Actually I’ve spent the past few days familiarising myself with TextKit 2, given that TextKit is my bread and butter. (I learned a little last year, but it was nowhere near ready for use in text views back then.)
The short answer is that in the short term it won’t make much difference at all - Scrivener will continue using TextKit 1 for a good while yet, probably for a few years. TextKit 2 is clearly the future but it’s not yet ready for use in anything but fairly simple text editors. (I’m talking about using it with NSTextView and UITextView here, Apple’s standard editors - you could probably do quite a lot with TextKit 2 if you were insane enough to build your own editor from scratch.)
Although it was stated in the WWDC 22 video that TextEdit now uses TextKit 2 “everywhere”, for example, that’s not quite true. If you switch to Wrap to Page view in TextEdit, it reverts to TextKit 1, and for good reason: multi-page layouts are not yet possible in TextKit 2. TextKit 2 doesn’t support printing yet, either.
And it’s not quite right that TextKit 2 has “improved” support for lists - the support is much the same (theoretically) as in TextKit 1, except that it introduces lists to iOS too. However, currently that support is vary buggy. If you try creating lists in TextEdit on Ventura, you will see they aren’t quite ready yet. Hitting tab to indent a list breaks the app and makes the text uneditable.
Also, TextKit 2 doesn’t yet support tables. (Try adding a table in TextEdit on Ventura and the tables palette appears but no table is added. Switch to Wrap to Page mode - and thus TextKit 1 - and tables work fine. Switch back again and all of the text disappears.)
There’s a bunch of other stuff TextKit 2 can’t do yet, too. For instance, there’s currently no way of overriding the insertion point (the caret or blinking cursor) drawing, which means that there’s no way of providing a block cursor or a thicker cursor. And because TextKit 2 still has TextKit 1’s annoying issue whereby the cursor is twice the size of the text when you use double line spacing, without being able to override the drawing, there’s no way of fixing it as I do in Scrivener with TextKit 1.

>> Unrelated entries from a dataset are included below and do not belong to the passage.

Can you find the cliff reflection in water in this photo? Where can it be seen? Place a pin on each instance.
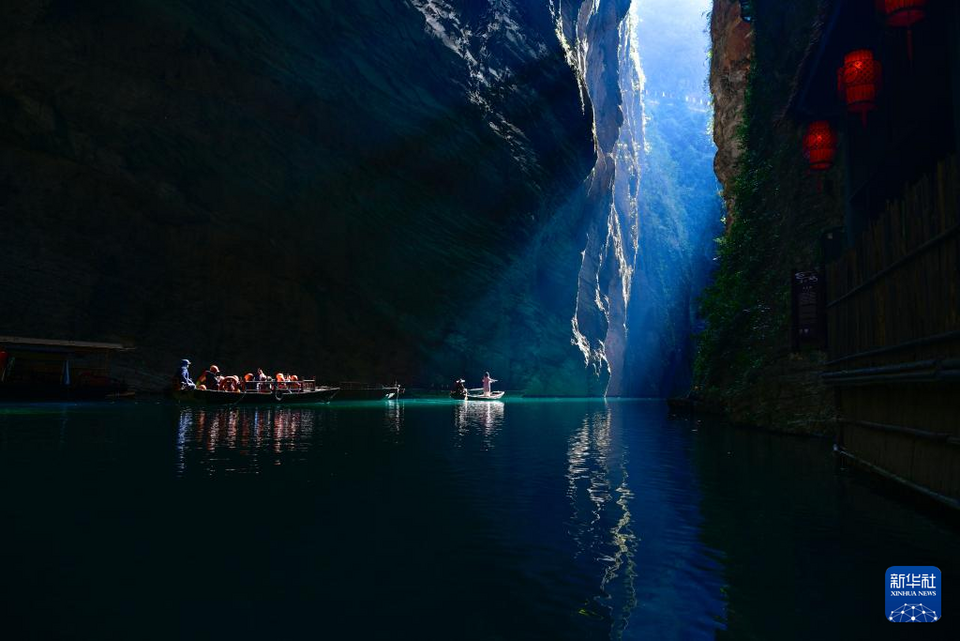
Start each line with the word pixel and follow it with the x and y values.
pixel 484 418
pixel 244 440
pixel 563 519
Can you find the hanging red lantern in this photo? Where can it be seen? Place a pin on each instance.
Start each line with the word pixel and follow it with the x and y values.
pixel 820 145
pixel 859 82
pixel 903 14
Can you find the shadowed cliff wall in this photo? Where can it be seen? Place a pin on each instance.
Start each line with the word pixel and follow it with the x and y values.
pixel 304 186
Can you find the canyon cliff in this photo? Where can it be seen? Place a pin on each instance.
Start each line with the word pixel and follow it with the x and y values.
pixel 732 48
pixel 410 191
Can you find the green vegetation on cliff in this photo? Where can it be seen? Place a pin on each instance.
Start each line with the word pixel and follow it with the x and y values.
pixel 779 214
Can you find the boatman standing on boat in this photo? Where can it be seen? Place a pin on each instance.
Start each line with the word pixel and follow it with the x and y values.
pixel 486 383
pixel 183 378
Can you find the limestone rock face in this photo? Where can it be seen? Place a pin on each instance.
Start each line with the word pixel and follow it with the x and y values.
pixel 732 51
pixel 370 190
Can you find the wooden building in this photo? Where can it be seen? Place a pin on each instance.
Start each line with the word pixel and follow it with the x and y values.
pixel 888 84
pixel 44 369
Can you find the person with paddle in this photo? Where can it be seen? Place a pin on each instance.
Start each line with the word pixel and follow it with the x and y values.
pixel 486 383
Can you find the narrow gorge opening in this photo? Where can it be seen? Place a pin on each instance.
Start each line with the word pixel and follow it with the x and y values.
pixel 649 245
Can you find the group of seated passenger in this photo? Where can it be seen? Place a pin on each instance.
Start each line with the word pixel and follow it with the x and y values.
pixel 212 379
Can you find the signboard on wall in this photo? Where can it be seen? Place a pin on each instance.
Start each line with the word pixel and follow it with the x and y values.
pixel 808 329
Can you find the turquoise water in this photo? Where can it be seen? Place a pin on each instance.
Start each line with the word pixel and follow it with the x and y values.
pixel 436 519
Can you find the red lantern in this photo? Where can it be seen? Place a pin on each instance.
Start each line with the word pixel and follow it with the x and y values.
pixel 820 145
pixel 903 14
pixel 859 82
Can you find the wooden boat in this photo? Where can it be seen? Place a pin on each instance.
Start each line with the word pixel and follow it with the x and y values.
pixel 254 393
pixel 353 391
pixel 477 395
pixel 39 369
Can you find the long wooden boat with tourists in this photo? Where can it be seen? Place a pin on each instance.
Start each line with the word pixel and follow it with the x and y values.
pixel 260 393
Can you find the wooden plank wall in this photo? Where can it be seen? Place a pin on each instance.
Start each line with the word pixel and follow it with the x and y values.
pixel 893 327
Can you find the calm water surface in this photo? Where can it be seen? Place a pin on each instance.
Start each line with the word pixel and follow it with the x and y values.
pixel 434 519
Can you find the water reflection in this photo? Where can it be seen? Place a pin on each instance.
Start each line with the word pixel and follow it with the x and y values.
pixel 242 440
pixel 483 417
pixel 601 523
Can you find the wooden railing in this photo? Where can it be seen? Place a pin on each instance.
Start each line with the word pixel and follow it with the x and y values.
pixel 900 284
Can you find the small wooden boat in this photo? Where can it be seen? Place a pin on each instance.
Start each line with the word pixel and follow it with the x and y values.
pixel 494 396
pixel 477 395
pixel 353 391
pixel 254 393
pixel 39 369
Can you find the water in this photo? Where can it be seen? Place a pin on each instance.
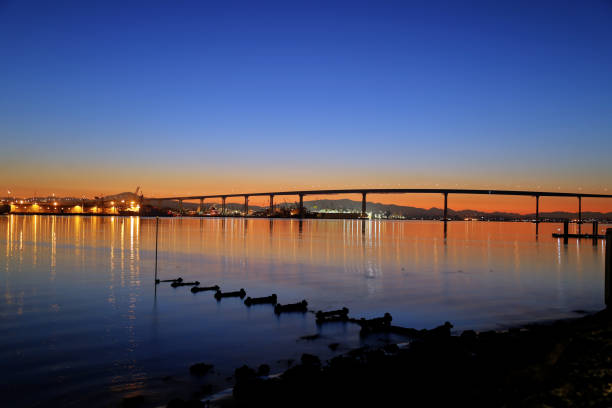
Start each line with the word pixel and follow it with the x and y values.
pixel 81 321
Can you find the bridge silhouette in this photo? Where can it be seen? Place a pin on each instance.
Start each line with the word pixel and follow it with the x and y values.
pixel 365 191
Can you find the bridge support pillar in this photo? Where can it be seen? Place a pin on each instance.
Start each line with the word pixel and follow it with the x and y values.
pixel 301 208
pixel 608 279
pixel 363 204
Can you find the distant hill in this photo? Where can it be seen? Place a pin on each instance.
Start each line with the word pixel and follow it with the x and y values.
pixel 388 209
pixel 433 213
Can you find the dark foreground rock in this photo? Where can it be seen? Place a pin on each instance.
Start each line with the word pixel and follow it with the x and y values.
pixel 565 364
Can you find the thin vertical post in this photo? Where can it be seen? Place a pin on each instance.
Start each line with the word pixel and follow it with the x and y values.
pixel 156 239
pixel 301 205
pixel 608 279
pixel 537 215
pixel 445 214
pixel 445 207
pixel 363 204
pixel 579 215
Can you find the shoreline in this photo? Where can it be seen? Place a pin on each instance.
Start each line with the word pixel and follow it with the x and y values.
pixel 603 222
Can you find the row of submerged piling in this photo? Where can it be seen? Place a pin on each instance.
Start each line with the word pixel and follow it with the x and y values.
pixel 340 315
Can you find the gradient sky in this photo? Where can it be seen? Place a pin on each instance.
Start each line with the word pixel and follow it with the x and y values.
pixel 202 97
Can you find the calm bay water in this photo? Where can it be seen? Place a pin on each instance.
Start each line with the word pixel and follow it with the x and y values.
pixel 81 321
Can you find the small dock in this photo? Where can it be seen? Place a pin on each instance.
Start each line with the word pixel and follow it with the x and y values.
pixel 594 235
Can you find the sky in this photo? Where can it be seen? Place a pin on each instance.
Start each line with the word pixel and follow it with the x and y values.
pixel 213 97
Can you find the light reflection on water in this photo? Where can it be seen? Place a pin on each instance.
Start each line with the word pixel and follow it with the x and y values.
pixel 80 315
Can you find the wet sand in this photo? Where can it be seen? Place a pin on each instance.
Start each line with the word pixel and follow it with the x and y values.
pixel 566 363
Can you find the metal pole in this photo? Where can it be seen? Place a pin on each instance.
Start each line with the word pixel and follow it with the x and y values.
pixel 363 204
pixel 608 279
pixel 301 206
pixel 579 214
pixel 445 207
pixel 156 235
pixel 537 215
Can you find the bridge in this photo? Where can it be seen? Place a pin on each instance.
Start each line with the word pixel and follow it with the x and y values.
pixel 364 192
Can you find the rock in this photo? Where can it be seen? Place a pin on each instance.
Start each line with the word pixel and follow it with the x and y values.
pixel 391 348
pixel 469 334
pixel 200 369
pixel 311 337
pixel 180 403
pixel 133 402
pixel 244 373
pixel 311 360
pixel 263 370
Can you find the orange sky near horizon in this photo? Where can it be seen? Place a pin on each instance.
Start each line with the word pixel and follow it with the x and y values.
pixel 97 182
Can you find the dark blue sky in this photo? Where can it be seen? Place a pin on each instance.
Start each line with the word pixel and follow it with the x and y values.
pixel 298 93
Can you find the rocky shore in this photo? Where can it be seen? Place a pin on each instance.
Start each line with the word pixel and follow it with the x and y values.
pixel 563 364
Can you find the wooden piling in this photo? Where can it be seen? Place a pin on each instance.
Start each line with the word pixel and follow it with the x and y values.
pixel 156 234
pixel 608 278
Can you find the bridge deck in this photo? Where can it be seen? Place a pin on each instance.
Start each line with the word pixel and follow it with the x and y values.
pixel 391 191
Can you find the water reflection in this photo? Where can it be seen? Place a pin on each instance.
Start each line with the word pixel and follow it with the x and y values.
pixel 77 291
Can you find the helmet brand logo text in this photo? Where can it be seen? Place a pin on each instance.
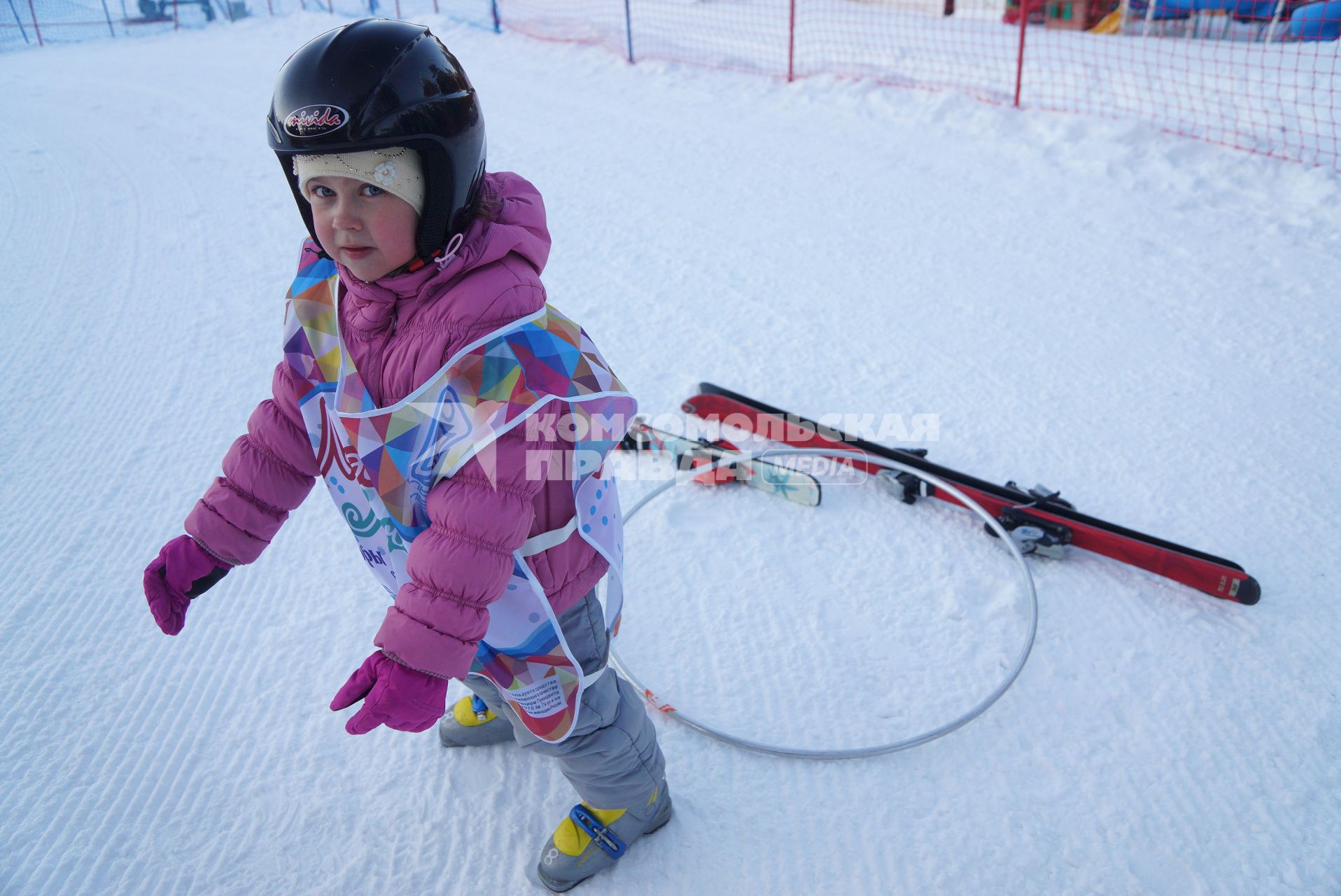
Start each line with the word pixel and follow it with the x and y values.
pixel 313 121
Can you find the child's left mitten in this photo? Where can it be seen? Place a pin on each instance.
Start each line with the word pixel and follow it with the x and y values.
pixel 181 572
pixel 393 695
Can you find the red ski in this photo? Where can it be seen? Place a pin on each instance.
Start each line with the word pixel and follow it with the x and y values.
pixel 1039 521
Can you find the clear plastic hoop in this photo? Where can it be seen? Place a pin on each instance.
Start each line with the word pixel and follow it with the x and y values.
pixel 852 752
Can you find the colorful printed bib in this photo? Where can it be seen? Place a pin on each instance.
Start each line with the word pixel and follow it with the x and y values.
pixel 380 464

I have filed about twenty bugs and enhancement requests with Apple over the past few days, in addition to the ones I filed last year - the TextKit team are going to love me. 
If all that sounds very negative, it’s only because TextKit 2 is still at such an early stage. For developers who just need a fairly standard text view with a bit of text customisation or syntax highlighting, it will work well already. For us we need a lot more. However, I do like it so far, and it won’t require a complete rewrite. The back end text storage remains the same, and that’s what we use to manage scrivenings and word counting, for instance, so there’ll only be slight modifications there.
And on the UI side the same NS/UITextView is still used, albeit with some differences in behaviour depending on the version of TextKit you use. It’s all the stuff in between, the code that lays out all of the text and customises its appearance that is different - and that is still a lot of code for us.
Still, over the past few days I managed to get a sample app working with our scrivenings code, implement “show/hide invisibles” the TextKit 2 way, add a bunch of custom attributes and more. I’ve built myself a sample app with all of this code and a whole bunch of notes, so that I can refer to it when the time comes to switch.
The short version: TextKit 2 isn’t ready for Scrivener yet, but we’ll almost certainly be adopting it when it’s more mature.